Simple, stateless threshold alerts over the current process snapshot. Pass the
thresholds you want to watch; it returns the alerts that fired (a metric
**exceeds** its threshold). Memory thresholds are in **megabytes**. Only the
thresholds you provide are evaluated.

```python
import rust_py_monitor

fired = rust_py_monitor.check_alerts(cpu_percent=80, memory_rss_mb=500)
# [{"metric": "memory_rss_mb", "value": 612.4, "threshold": 500, "severity": "warning"}]

for alert in fired:
print(f"[alert] {alert['metric']}={alert['value']} > {alert['threshold']}")
```

Each alert is a dict `{"metric", "value", "threshold", "severity"}`, where
`metric` is one of `"cpu_percent"`, `"memory_rss_mb"`, `"memory_virtual_mb"`.
Being stateless, you decide when to call it (in a `/health` handler, a periodic
task, etc.) and what to do with the result.

---

### `rust_py_monitor.clear_requests()`

Clears the request store.
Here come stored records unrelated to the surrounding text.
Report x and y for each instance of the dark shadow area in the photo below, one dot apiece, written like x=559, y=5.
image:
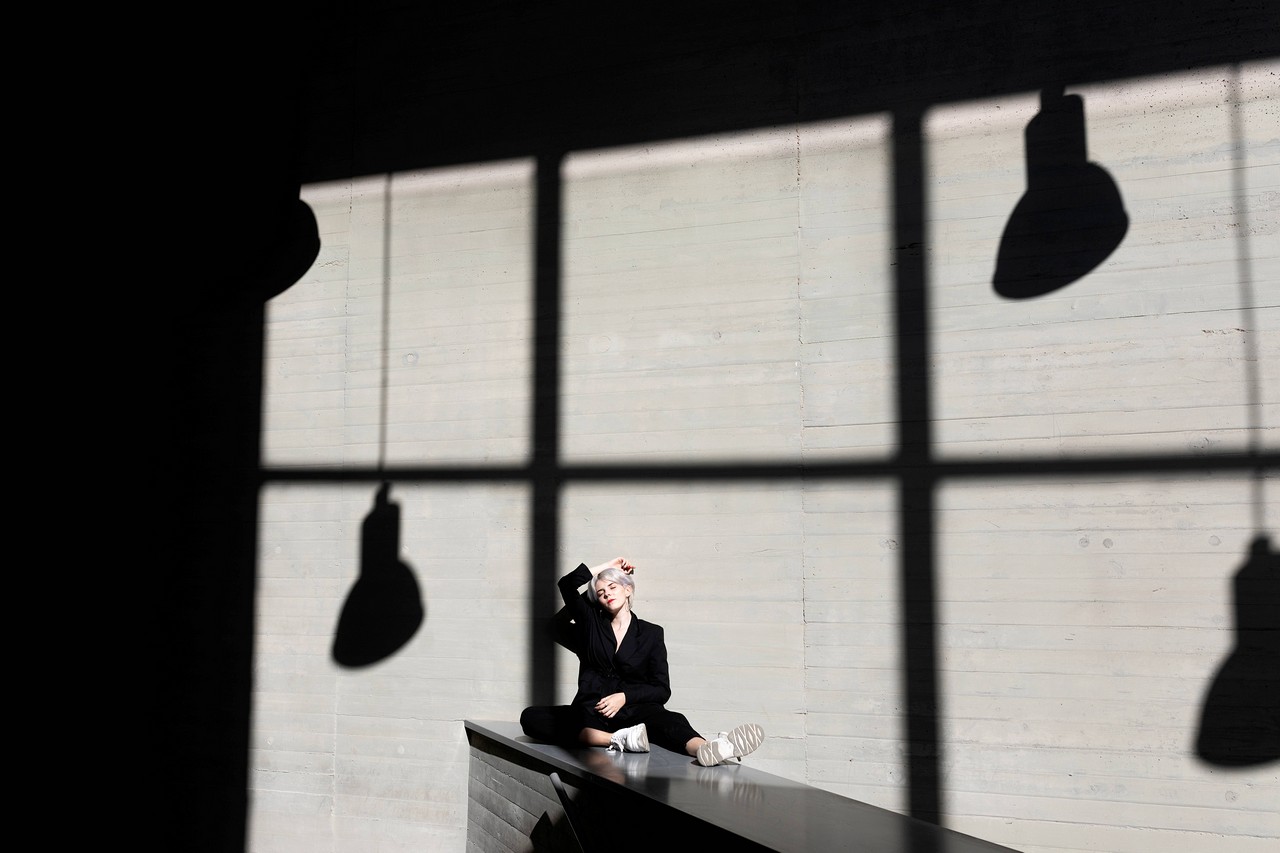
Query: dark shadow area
x=334, y=91
x=917, y=582
x=1070, y=218
x=1240, y=716
x=384, y=607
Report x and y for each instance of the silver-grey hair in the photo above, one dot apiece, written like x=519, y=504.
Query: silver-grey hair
x=616, y=575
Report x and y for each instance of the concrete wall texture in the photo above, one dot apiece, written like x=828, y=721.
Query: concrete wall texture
x=961, y=555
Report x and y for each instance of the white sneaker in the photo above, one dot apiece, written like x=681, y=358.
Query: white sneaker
x=740, y=742
x=631, y=739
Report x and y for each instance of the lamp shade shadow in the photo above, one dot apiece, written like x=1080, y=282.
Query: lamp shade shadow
x=384, y=607
x=1072, y=215
x=1240, y=716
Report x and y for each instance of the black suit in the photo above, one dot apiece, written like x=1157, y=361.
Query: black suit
x=636, y=667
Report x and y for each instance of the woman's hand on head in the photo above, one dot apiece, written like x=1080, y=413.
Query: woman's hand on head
x=617, y=562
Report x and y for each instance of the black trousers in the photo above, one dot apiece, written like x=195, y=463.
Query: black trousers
x=561, y=724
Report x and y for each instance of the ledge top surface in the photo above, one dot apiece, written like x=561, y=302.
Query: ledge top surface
x=776, y=812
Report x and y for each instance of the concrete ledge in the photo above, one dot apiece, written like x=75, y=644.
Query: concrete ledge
x=644, y=801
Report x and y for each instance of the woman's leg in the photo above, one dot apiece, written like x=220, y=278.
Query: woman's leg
x=594, y=738
x=671, y=730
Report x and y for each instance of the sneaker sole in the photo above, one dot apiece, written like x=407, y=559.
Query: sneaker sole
x=745, y=739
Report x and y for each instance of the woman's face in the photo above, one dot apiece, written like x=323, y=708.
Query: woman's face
x=612, y=594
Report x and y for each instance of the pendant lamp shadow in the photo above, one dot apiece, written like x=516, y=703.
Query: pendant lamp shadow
x=384, y=607
x=1072, y=215
x=1240, y=716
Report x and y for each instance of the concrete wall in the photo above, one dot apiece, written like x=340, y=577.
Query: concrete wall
x=726, y=316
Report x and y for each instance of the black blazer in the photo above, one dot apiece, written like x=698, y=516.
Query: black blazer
x=638, y=667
Useful for testing and periodic resets.

---

### `rust_py_monitor.set_max_requests(n)` / `get_max_requests() → int`

The request store is a bounded ring buffer (default capacity **10 000**). Once
full, the oldest entries are evicted first, so memory never grows without bound.
Use these to tune the retention window.

---

## Multi-worker deployments (gunicorn / uvicorn)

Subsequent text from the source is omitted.